Everything is going on in this town. The chickens hunt along all over the dirt for their food. They produce eggs with the most hardy shells I have ever eaten. Goats graze along the tracks, in the lots and Papa takes ours down to the river to drink. Even tall wired fences do not keep them from their leafy morsels. They eat all the vegetable peelings. There is a man with two large white oxen who set them in traces to pull his wagon loaded with 55 pound sacks of grain and bales of hay grown just up the road. I look out the window the van where I am writing to see them lumbering up the alley and turning the corner.
Life is what is happening when we are busy making other plans!
When I have taken myself to the hot spot, I noticed a sweet old lady with a bandage on her wrist. It was pretty obvious she could use some help so I stopped and sat with her to do some acupressure that soon put her to sleep while easing the pain and giving a boost to the healing. One lady who, with daughters, has a comida, broke her leg riding on her motorcycle. It was a good surgery done by doctors trained in Cuba as part of the medical outreach sponsored by that country. I sat smiling with her and did some simple acupressure; the ache in the bones was eased and inner healing promoted. These people are hardy and they are strong. We soon become friends. The old lady there and the white haired dear up our alley sit together. We just hug and smile.
The heart always knows.
There is great charm here and a lot of contentment. Even the young kids who are school age are friendly, kind to their fellows and hearty at the soccer game. Many people have bicycled wheeled carts and cruise the town offering fresh cut fruit, tortillas, and various interesting local cuisine for sale.
Dear friends, there is life here and it is definitely human friendly. The men have a cultural honor inbuilt that causes them to stand well in their shoes. This grandfather here has been with his wife since they were in high school and their family has thrived in their love and tenderness. This is a wholesome culture.

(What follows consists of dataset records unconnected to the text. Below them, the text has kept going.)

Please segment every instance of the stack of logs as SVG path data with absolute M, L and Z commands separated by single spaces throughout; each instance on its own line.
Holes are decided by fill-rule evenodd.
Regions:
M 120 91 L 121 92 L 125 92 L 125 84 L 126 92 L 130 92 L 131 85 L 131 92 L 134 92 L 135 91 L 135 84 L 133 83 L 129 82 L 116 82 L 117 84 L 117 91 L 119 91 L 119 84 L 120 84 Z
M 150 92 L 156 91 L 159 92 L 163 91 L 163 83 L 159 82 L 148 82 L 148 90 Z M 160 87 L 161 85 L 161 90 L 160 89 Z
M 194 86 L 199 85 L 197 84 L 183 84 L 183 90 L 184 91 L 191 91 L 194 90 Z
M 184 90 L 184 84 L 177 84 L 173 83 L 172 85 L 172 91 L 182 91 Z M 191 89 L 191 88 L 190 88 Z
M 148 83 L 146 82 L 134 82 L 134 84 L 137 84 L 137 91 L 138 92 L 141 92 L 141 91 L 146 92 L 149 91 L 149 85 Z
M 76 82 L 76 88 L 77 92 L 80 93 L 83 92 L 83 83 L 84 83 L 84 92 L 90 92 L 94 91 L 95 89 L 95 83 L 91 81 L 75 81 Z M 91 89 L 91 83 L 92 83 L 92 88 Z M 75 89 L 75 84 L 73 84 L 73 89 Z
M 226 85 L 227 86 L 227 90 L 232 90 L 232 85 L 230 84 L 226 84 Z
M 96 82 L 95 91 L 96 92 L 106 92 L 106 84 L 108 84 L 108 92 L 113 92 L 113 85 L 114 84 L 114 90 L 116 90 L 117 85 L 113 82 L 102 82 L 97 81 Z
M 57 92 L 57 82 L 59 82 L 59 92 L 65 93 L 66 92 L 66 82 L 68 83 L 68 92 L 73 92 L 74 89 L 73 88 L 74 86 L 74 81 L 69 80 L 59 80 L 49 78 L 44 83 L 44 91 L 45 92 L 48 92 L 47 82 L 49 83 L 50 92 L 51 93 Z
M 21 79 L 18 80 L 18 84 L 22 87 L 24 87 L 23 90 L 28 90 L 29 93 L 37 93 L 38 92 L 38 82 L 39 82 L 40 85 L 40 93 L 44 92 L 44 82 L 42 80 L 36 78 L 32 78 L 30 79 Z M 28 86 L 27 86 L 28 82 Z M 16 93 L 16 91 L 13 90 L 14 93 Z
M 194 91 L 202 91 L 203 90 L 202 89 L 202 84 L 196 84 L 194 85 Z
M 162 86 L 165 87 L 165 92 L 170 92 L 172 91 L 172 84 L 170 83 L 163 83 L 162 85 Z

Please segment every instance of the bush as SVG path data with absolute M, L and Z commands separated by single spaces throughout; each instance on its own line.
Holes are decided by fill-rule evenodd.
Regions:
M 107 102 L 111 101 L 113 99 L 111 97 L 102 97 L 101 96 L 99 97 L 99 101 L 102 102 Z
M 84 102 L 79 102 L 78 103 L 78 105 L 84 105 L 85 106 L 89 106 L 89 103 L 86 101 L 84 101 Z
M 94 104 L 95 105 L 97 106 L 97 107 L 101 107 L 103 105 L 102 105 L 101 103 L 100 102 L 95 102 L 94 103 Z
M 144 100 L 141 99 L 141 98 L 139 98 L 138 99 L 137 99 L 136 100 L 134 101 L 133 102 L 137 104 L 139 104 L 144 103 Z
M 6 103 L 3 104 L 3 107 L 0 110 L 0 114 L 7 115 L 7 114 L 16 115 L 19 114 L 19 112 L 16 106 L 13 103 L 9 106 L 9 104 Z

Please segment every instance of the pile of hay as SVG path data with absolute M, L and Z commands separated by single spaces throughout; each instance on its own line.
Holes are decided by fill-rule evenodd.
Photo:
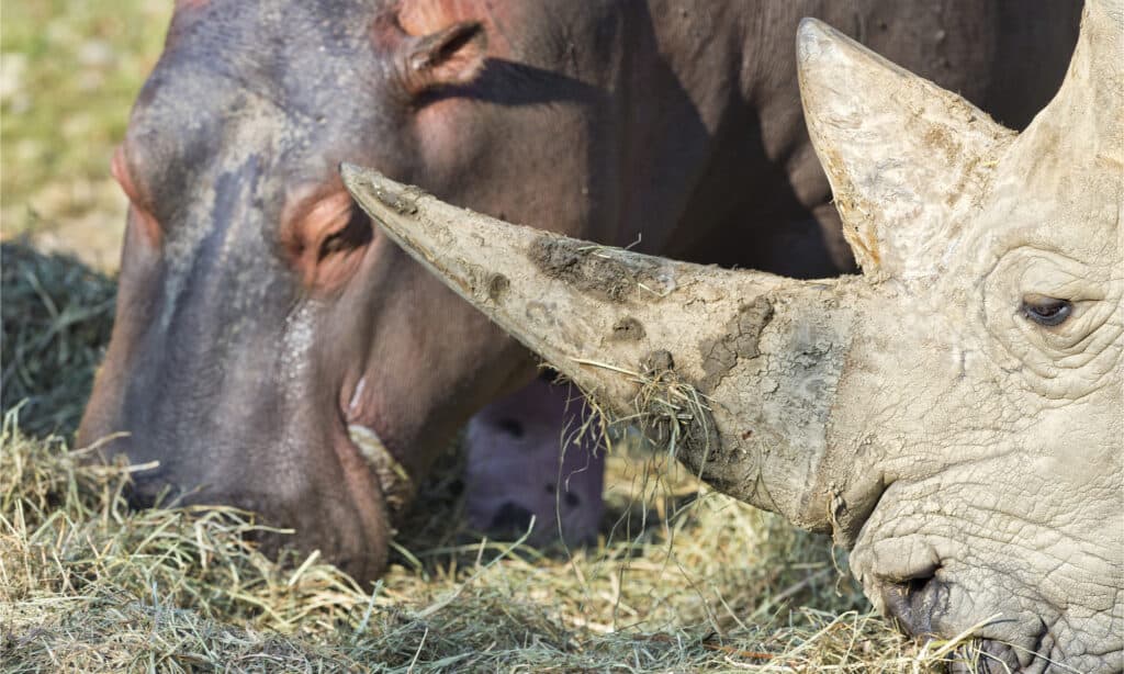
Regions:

The rumors and the bad news that is heard in the American media is an element that is somewhat separate from the life of the people. The state police have check points along the road that make sure, for instance, that customs and immigration have passed my van. They inspect trucks especially when there is intelligence of large cocaine shipments and the border officials supported by the army are vigilant because the border attracts criminal activity. So the shit does happen but it is in a much larger circle of energy rather more remote than in the close enclaves of this small town or among the local people.
It is not ‘news’ here: it is on the news where you are for another kind of reason.
The people take care of each other. When one of them ‘has’, the whole family has whatever is needed and wanted. When a female person leaves her home, she is accompanied by a family member be it down the block, to the town or wherever it is she wishes to go. They were very concerned that I was traveling alone: where is your family, where is your brother, they wanted to know.
It is in this tradition that George has decided to accompany me on my way to Panama and he may very well come all the way to Ecuador. Our paths have merged while I have been sitting here in the red dirt alley in Puente Arce, El Salvador. I feel blessed and cherished. How wonderful is that?